[Fwd: Fw: Re: [SoWestLep] 2005 prospects for S. Calif. and NW Arizona.]
The Walkers
xvermontrz at cox.net
Mon Jan 24 11:53:48 EST 2005
Hi Ian - great to hear from you. Did you see the recent request for
collecting info down your way?
Interesting that you're not seeing the lineata yet. It is early in the
season still, but I would have thought the heavy rains would have triggered
early flights. Perhaps the cats are busy eating as we speak. I recall
seeing Vanessa larvae on virtually every green plant west of the Colorado
River back in April 2001. That was the spring we saw clouds and clouds of
what must have been millions of ladies on the wing. We'll see - maybe the
rain came too early, and the winter too cold.
Winter speculation is a common practice for lepidopterists (as is
thumb-twiddling).
Mark Walker.
-------Original Message-------
From: Monarchrst at aol.com
Date: 01/24/05 07:42:33
To: stan_gorodenski at asualumni.org; Leps-l at lists.yale.edu
Subject: Re: [Fwd: Fw: Re: [SoWestLep] 2005 prospects for S. Calif. and NW
Arizona.]
There are some interesting observations on this subject here in Yuma,
Arizona. We are tucked away in the very southwest corner of the state. We
are having the wettest winter for about 9 years, maybe longer than that.

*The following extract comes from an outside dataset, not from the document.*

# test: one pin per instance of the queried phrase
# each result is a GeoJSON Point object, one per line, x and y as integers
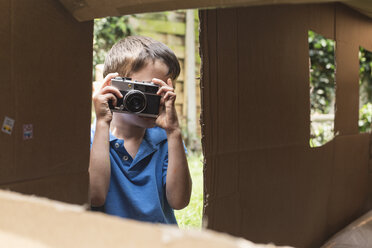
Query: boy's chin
{"type": "Point", "coordinates": [148, 122]}
{"type": "Point", "coordinates": [140, 121]}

Back in 1994, or thereabouts, we had similar spring rains (sprinkles by
anyone else's standards) and the wild flowers carpeted the deserts in all
directions. This year has the same wild-flower abundance.

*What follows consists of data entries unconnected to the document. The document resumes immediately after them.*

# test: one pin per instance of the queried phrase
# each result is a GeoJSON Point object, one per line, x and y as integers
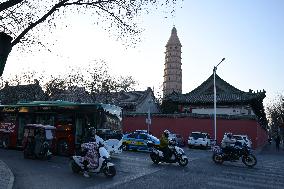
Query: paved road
{"type": "Point", "coordinates": [135, 170]}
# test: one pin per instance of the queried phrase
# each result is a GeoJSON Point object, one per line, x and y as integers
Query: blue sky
{"type": "Point", "coordinates": [248, 33]}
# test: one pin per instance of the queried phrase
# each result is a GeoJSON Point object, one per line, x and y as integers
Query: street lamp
{"type": "Point", "coordinates": [148, 119]}
{"type": "Point", "coordinates": [214, 73]}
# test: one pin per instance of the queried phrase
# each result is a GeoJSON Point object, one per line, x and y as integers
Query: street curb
{"type": "Point", "coordinates": [10, 175]}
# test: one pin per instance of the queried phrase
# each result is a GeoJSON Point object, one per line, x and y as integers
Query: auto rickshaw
{"type": "Point", "coordinates": [38, 141]}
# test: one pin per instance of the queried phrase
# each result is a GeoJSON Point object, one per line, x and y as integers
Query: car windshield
{"type": "Point", "coordinates": [197, 135]}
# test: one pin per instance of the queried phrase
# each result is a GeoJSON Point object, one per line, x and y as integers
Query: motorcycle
{"type": "Point", "coordinates": [177, 154]}
{"type": "Point", "coordinates": [239, 151]}
{"type": "Point", "coordinates": [104, 164]}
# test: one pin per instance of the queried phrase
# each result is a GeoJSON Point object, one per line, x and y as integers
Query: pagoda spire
{"type": "Point", "coordinates": [172, 72]}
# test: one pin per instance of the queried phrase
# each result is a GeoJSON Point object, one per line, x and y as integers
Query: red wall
{"type": "Point", "coordinates": [186, 125]}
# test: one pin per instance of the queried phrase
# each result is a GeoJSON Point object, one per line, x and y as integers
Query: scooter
{"type": "Point", "coordinates": [177, 154]}
{"type": "Point", "coordinates": [105, 166]}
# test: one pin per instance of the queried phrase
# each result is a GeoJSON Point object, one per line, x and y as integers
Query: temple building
{"type": "Point", "coordinates": [230, 101]}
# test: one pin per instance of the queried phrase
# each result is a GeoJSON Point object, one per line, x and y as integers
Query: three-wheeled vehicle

The difference is that we have had a very cool early winter with very little
flying. Currently, that is resulting in very low moth catches to blacklight
The species range is there but not the numbers. In the last really wet
early spring, I was catching so many moths that it was actually quite hard
too go through a trap because of the sheer numbers that were present.
Hundreds of H. lineata, thousands of the various common geometrids and
noctuids - it used to be almost like a scene from a horror movie. This year
the trap has only 20-30 in it. A starkly different picture. It was
particularly noticeable last week, when we had warm, calm, partly cloudy
nights, with minimums close to 60F. Normally at this time of year, that
would bring vast numbers, even on a dryish winter.
So I am wondering whether the previous coolness as well as any impact on
earlier droughts, keep the numbers down for a while. I shall be interested
to see if the February/March numbers come back up to normal.